As expected there are mixed reviews on how Avon should proceed in terms of its involvement and funding for the effort to save the Hanhnewald barn. This is an emotionally-charged issue and the “save the barn” advocates are using the deadline of June 1 to put pressure on the Council to fund the effort. We maintain that this should primarily be a philanthropic endeavor, not a burden on Avon taxpayers.  We base our concerns on the following:

  • $5-10 million of taxpayer dollars can be better spent on other prioritized projects such as affordable housing initiatives, wildfire mitigation, water rights protection, recycling efforts, improvements to the existing recreation center, etc.
  • There is no need for an additional community center. We already have community centers in the form of the recreation center, the Town Hall meeting area, the park, schools etc. Let’s maintain and use what we have. If the council differs from this perspective, significant justification will be needed.
  • The town has not demonstrated it can successfully manage a project of this magnitude without significant cost overruns.
  • The town should not divert its resources: time, money, staff, or town council energy to manage this project. 
  • While some believe that the save the barn initiative has merit, we don’t believe the town should be the primary funding source for this type of project. If the project proceeds, the effort should be privately funded. Additional financial assistance might be available through state or federal grant funds for historic preservation efforts. Funding efforts should be spearheaded by the “save the barn” advocates.

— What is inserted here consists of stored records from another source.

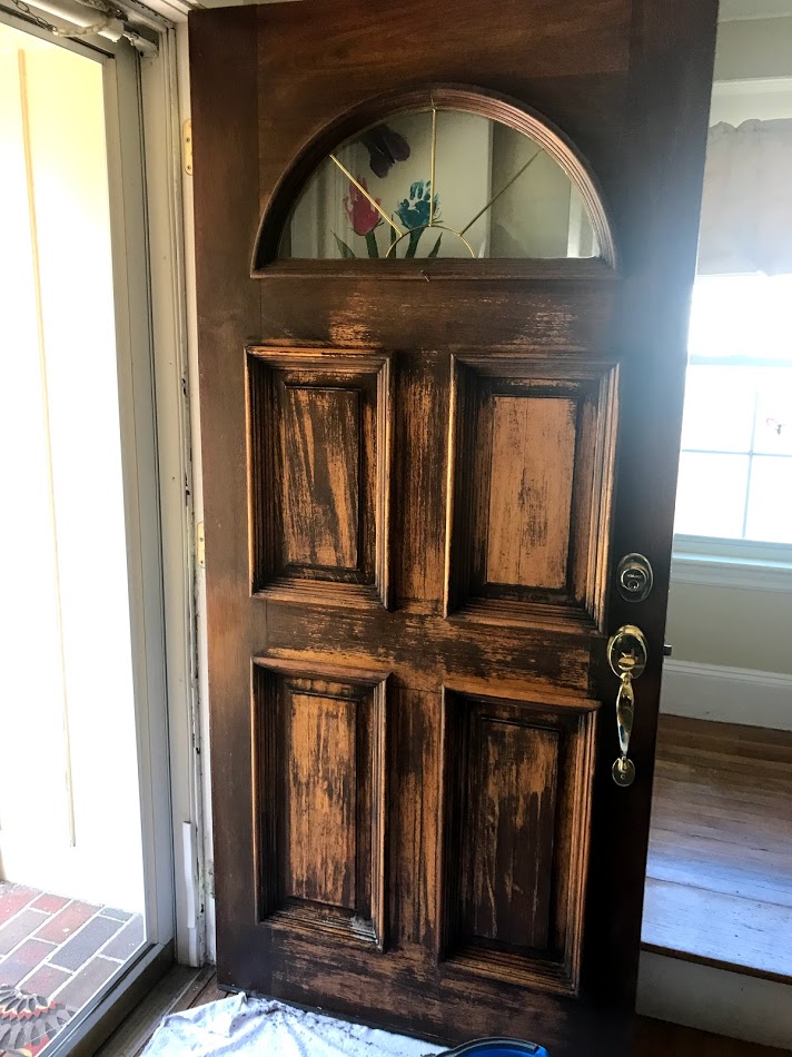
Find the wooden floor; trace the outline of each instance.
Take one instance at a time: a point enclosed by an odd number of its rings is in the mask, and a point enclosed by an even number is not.
[[[661,720],[644,946],[792,977],[792,733]],[[168,1012],[222,997],[211,967],[176,966],[97,1057],[137,1057]],[[633,1057],[781,1057],[638,1017]]]
[[[662,717],[643,942],[792,979],[792,732]]]
[[[162,982],[130,1014],[97,1057],[138,1057],[166,1014],[201,1006],[222,997],[224,992],[217,987],[211,966],[205,969],[175,966]],[[782,1057],[784,1054],[788,1051],[638,1017],[632,1057]],[[175,1054],[174,1057],[178,1055]]]

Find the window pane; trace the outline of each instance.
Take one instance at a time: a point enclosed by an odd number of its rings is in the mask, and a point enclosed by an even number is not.
[[[305,259],[598,253],[578,190],[538,142],[443,109],[434,129],[432,111],[396,113],[339,144],[306,184],[279,249]]]
[[[792,369],[758,368],[756,432],[753,450],[792,455]]]
[[[682,447],[748,452],[755,407],[755,372],[750,367],[687,368]]]
[[[693,536],[742,536],[748,455],[683,452],[674,531]]]
[[[687,349],[691,356],[792,358],[792,276],[700,276]]]
[[[754,458],[745,535],[765,543],[792,543],[792,458]]]

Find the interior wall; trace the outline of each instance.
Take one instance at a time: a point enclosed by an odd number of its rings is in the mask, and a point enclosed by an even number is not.
[[[711,124],[792,117],[792,86],[772,80],[790,76],[792,17],[722,22]],[[741,86],[745,79],[754,83]],[[674,661],[792,674],[790,628],[791,591],[686,583],[672,576],[666,641]]]
[[[792,591],[672,582],[674,661],[792,675]]]

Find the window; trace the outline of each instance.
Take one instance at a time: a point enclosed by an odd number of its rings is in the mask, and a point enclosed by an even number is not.
[[[792,276],[693,292],[677,534],[792,544]]]
[[[588,206],[557,157],[501,121],[438,106],[394,113],[326,156],[291,210],[278,256],[600,251]]]

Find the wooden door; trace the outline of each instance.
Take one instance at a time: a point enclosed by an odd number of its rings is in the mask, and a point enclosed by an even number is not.
[[[219,982],[625,1053],[715,4],[190,18]],[[451,111],[542,146],[598,253],[299,259],[317,166]]]

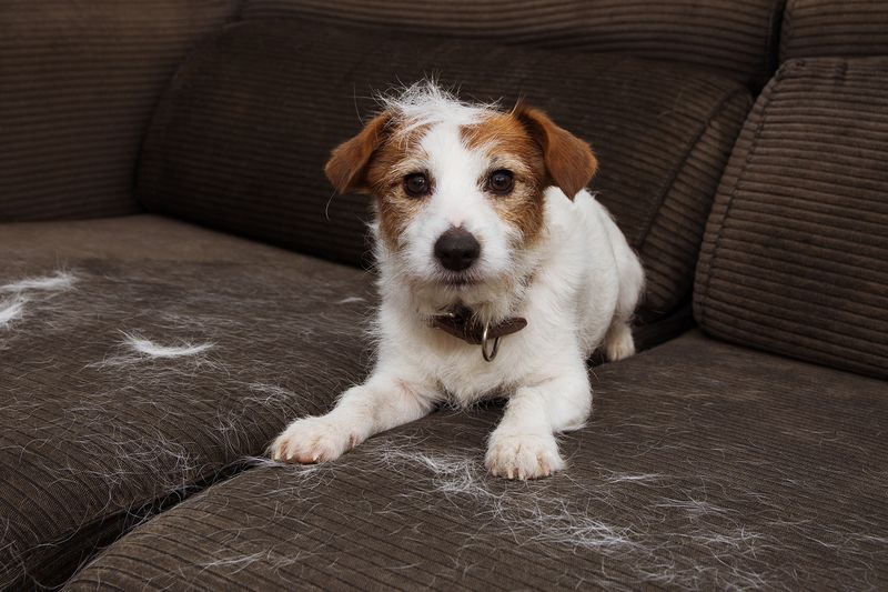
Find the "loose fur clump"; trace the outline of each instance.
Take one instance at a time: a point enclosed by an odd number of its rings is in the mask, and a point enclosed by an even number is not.
[[[53,275],[24,278],[0,285],[0,294],[12,294],[11,298],[0,300],[0,329],[8,329],[13,321],[21,320],[24,315],[26,304],[32,300],[46,300],[58,292],[70,290],[74,280],[73,273],[57,271]],[[0,349],[2,349],[1,343]]]
[[[392,116],[393,128],[403,137],[418,128],[442,122],[457,126],[480,123],[491,111],[500,108],[498,101],[470,103],[454,92],[441,87],[434,79],[421,80],[407,87],[395,87],[376,96],[382,111]]]
[[[21,297],[0,301],[0,329],[6,329],[12,321],[21,319],[26,302],[28,299]]]
[[[0,292],[49,291],[58,292],[70,289],[74,275],[67,271],[57,271],[53,275],[26,278],[17,282],[0,285]]]
[[[160,345],[135,333],[123,333],[123,343],[137,353],[149,358],[183,358],[196,355],[211,349],[214,343],[182,342],[181,345]]]

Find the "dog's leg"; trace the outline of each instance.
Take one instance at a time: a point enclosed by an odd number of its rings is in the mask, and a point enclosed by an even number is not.
[[[564,469],[555,434],[583,427],[592,410],[586,367],[577,360],[537,384],[519,387],[491,434],[485,464],[500,476],[537,479]]]
[[[635,354],[635,339],[628,321],[614,319],[604,338],[604,353],[608,362],[617,362]]]
[[[437,400],[433,389],[387,372],[340,397],[326,415],[291,423],[271,445],[275,461],[313,463],[337,459],[371,435],[427,415]]]

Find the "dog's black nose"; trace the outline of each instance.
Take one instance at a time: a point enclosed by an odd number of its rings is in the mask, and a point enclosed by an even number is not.
[[[435,257],[451,271],[468,269],[480,254],[477,239],[462,228],[451,228],[435,241]]]

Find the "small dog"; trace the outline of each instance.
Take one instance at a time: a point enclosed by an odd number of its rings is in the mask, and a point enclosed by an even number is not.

 So, how should the town proceed?

We believe the council should decouple the community center idea, which has significant cost implications from the “save the barn” initiative.

The town has already spent $120,000 with an architectural firm to understand the feasibility of moving and repurposing the barn with conceptual ideas for interior design. Given the fact that many taxpayers are not in favor of spending any tax dollars for this effort, we recommend the town move forward with the least expensive option to save the barn. Simply dismantle the structure and store the wood for 2-3 years for future historic reconstruction, salvage or reuse. 

During this time the “save the barn” stakeholders and historic preservation advocates can source funding and find the expertise and team members needed to execute the rebuilding and repurposing of the barn. The town council could, to show good faith, split the cost to disassemble the barn among three parties; the Eagle River Water and Sanitation District, the historic preservation fundraising group and the town of Avon.  

The total cost for dismantling should not exceed $100K and the council should not commit more than $50K to this effort.

Place the onus on the stakeholders, the historic preservation committee and the “save the barn” advocates to source the funding and execute the plan with minimal involvement from the town council and no additional commitment from taxpayer money.